His primary concerns were Azerbaijan's recognition in Paris Peace Conference and situation of Azerbaijanis in Armenia. He was the author of "Azerbaijan" – a booklet intended for distribution in Paris Peace Conference. He headed a delegation to Qajar Iran in March 1919, signed several bilateral treaties and a significant friendship pact, achieving de jure recognition from Iran. In April, Azerbaijani embassy started to operate in Tehran, with consulates in Tabriz and Rasht, a vice-consulate in Mashhad, consulate-agencies in Khoy and Ahar. He was later appointed as ambassador to Iran on 4 October 1919, however he stepped on Iranian soil only on 15 January 1920.
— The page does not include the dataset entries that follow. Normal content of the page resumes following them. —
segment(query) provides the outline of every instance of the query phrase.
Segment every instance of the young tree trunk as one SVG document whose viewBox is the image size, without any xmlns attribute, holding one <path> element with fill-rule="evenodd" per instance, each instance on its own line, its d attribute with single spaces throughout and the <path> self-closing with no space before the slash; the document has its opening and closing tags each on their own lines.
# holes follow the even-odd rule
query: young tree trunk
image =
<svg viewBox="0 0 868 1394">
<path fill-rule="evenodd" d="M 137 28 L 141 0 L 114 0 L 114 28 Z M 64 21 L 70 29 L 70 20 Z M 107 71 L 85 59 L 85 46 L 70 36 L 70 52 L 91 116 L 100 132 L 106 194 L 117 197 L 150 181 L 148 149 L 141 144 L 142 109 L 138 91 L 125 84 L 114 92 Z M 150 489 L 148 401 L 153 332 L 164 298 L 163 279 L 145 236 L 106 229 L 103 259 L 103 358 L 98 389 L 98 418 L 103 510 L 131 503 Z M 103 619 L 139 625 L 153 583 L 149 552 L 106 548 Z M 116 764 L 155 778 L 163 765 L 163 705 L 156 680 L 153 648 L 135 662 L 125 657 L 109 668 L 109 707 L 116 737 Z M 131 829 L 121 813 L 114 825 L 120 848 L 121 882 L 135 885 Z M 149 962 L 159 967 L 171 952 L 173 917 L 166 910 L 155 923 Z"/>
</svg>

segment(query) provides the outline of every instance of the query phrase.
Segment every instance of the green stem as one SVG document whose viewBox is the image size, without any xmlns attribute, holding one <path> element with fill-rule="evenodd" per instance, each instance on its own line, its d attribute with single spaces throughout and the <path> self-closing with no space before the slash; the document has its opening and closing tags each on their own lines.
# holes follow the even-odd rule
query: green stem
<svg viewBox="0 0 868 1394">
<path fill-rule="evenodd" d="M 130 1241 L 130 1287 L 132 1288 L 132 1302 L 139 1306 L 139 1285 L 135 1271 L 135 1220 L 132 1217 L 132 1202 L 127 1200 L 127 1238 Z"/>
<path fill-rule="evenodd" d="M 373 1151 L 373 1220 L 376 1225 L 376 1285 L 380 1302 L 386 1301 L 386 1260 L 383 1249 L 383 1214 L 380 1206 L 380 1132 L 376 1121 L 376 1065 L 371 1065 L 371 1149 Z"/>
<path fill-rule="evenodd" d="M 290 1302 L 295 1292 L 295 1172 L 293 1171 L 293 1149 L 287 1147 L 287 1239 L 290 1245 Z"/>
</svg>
== Life in Iran and Turkey ==
He later wrote promotional book "Azerbaijan, its history, literature and politics" in Azerbaijani and French during his time in Iran. Started a charity organization and founded cultural society which taught Azerbaijani language. He wrote another book in Persian "Flight of the Pen" in 2 volumes. Ziyadkhanov's relatives were purged after establishment of Soviet power in Azerbaijan. He later served in various Iranian ministries and departments. His last place of work was Azerbaijani Railway and Shipping Bureau in Tabriz, 1929. He would later move on to Turkey and lecture Russian language at Istanbul University until his death in 1957.

== Personal life ==
He was proficient in Turkish, Persian, Russian, French, English and German. He was politically Turanist and often defended rights of Azerbaijanis in Iran. Religiously he was a Twelver Shia, made pilgrimages to Karbala in 1927. Wolseley Heig suspected him to be a Bolshevik sympathiser.

=== Family ===
He was married to Reyhanet khanum (second daughter of Hasan Bakikhanov) and had five daughters Mahrukh Begüm, who later was married to the son of Huseyngulu khan Khoyski (elder brother of Fatali Khan Khoyski), Melek, Turan, Saltanat and Ziver.

== Works ==

- My 3-month tour in Europe (Ganja, 1909) – Republished in Baku, 1993 and 2012.
- Azerbaijan, its history, literature and politics (French: Aperçu sur l’histoire, la littérature et la politique de l’Azerbeidjan) – Baku, 1919
- Flight of the Pen (in Persian) – Republished in Baku, 1993.